Amici curiae are correct that “ ‘the objective of statutory interpretation is to ascertain and effectuate legislative intent.’ [Citation.]” (Trope v. Katz (1995) 11 Cal.4th 274, 280, 45 Cal.Rptr.2d 241, 902 P.2d 259.) Where such intent is not clear from the language of the statute, we may resort to extrinsic aids, including legislative history. (People v. Coronado (1995) 12 Cal.4th 145, 151, 48 Cal.Rptr.2d 77, 906 P.2d 1232.) Here, however, the issue is not the interpretation of Labor Code section 4707. The parties agree it requires that the survivors of local safety members killed due to an industrial injury receive both the special death benefit under PERS and the workers' compensation death benefit.
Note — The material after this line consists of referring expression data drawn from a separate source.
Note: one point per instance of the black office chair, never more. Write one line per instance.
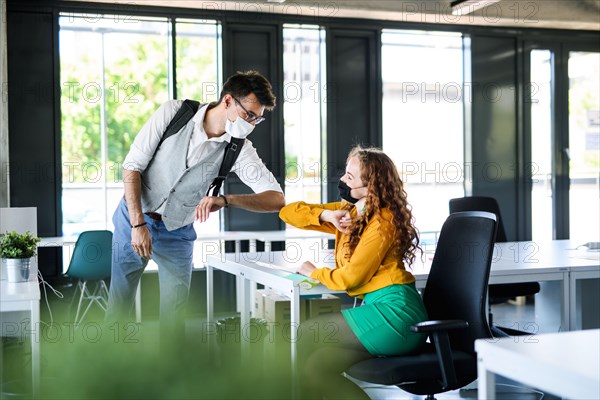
(498, 293)
(455, 298)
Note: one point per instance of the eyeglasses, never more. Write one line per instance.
(250, 116)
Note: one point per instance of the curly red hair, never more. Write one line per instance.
(385, 190)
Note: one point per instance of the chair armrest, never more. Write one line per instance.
(438, 325)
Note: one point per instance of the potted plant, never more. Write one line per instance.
(16, 250)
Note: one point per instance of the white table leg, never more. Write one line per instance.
(245, 321)
(239, 282)
(209, 295)
(138, 302)
(486, 381)
(35, 346)
(294, 326)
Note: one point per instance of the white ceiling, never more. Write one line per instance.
(557, 14)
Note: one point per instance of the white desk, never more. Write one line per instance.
(513, 262)
(25, 296)
(245, 266)
(566, 364)
(205, 246)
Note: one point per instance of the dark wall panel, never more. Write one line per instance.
(259, 48)
(32, 100)
(495, 138)
(353, 98)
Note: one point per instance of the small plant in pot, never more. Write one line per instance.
(16, 250)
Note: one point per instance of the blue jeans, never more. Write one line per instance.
(171, 250)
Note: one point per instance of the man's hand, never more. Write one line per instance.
(341, 219)
(207, 205)
(141, 241)
(306, 268)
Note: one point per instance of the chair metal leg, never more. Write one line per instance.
(82, 286)
(99, 296)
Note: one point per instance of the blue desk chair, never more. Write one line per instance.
(91, 263)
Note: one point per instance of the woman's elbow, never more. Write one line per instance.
(278, 202)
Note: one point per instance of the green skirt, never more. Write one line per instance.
(382, 322)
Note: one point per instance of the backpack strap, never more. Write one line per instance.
(232, 151)
(185, 113)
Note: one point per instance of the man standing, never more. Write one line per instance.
(166, 190)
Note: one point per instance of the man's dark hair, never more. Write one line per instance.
(241, 84)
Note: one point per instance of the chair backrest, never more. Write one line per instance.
(92, 256)
(457, 284)
(480, 203)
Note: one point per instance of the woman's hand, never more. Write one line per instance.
(306, 268)
(341, 219)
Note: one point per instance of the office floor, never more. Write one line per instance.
(84, 367)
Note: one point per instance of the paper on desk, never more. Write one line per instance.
(278, 267)
(303, 281)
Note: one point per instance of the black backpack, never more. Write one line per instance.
(232, 150)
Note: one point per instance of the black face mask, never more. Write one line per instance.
(345, 192)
Rather, the issue is whether section 6 requires reimbursement for the costs incurred by local governments under chapter 478. The Legislature has entrusted that determination to the Commission on State Mandates, subject to judicial review. (Gov.Code, §§ 17500, 17559.) It has provided that the initial determination by Legislative Counsel is not binding on the Commission. (Id., § 17575.) Indeed, the language of chapter 478 recognizes that the determination of whether the bill is a state mandate lies with the Commission. It reads, “if the Commission on State Mandates determines that this act contains costs mandated by the state, ․” (Stats.1989, ch. 478, § 2, p. 1689, italics added.) While the legislative history of chapter 478 may evince the understanding or belief of the Legislature that chapter 478 created a state mandate, such understanding or belief is irrelevant to the issue of whether a state mandate exists. (County of Los Angeles v. Commission on State Mandates, supra, 32 Cal.App.4th 805, 819, 38 Cal.Rptr.2d 304.)
The judgment is affirmed.
1. “ ‘Test claim’ means the first claim filed with the commission alleging that a particular statute or executive order imposes costs mandated by the state.” (Gov.Code, § 17521.)
2. The California State Association of Counties, and the Cities of Carlsbad, Cudahy, Montebello, Monterey, Redlands, San Luis Obispo and San Pablo filed an amici curiae brief in support of Richmond.
MORRISON, Associate Justice.
PUGLIA, P.J., and NICHOLSON, J., concur.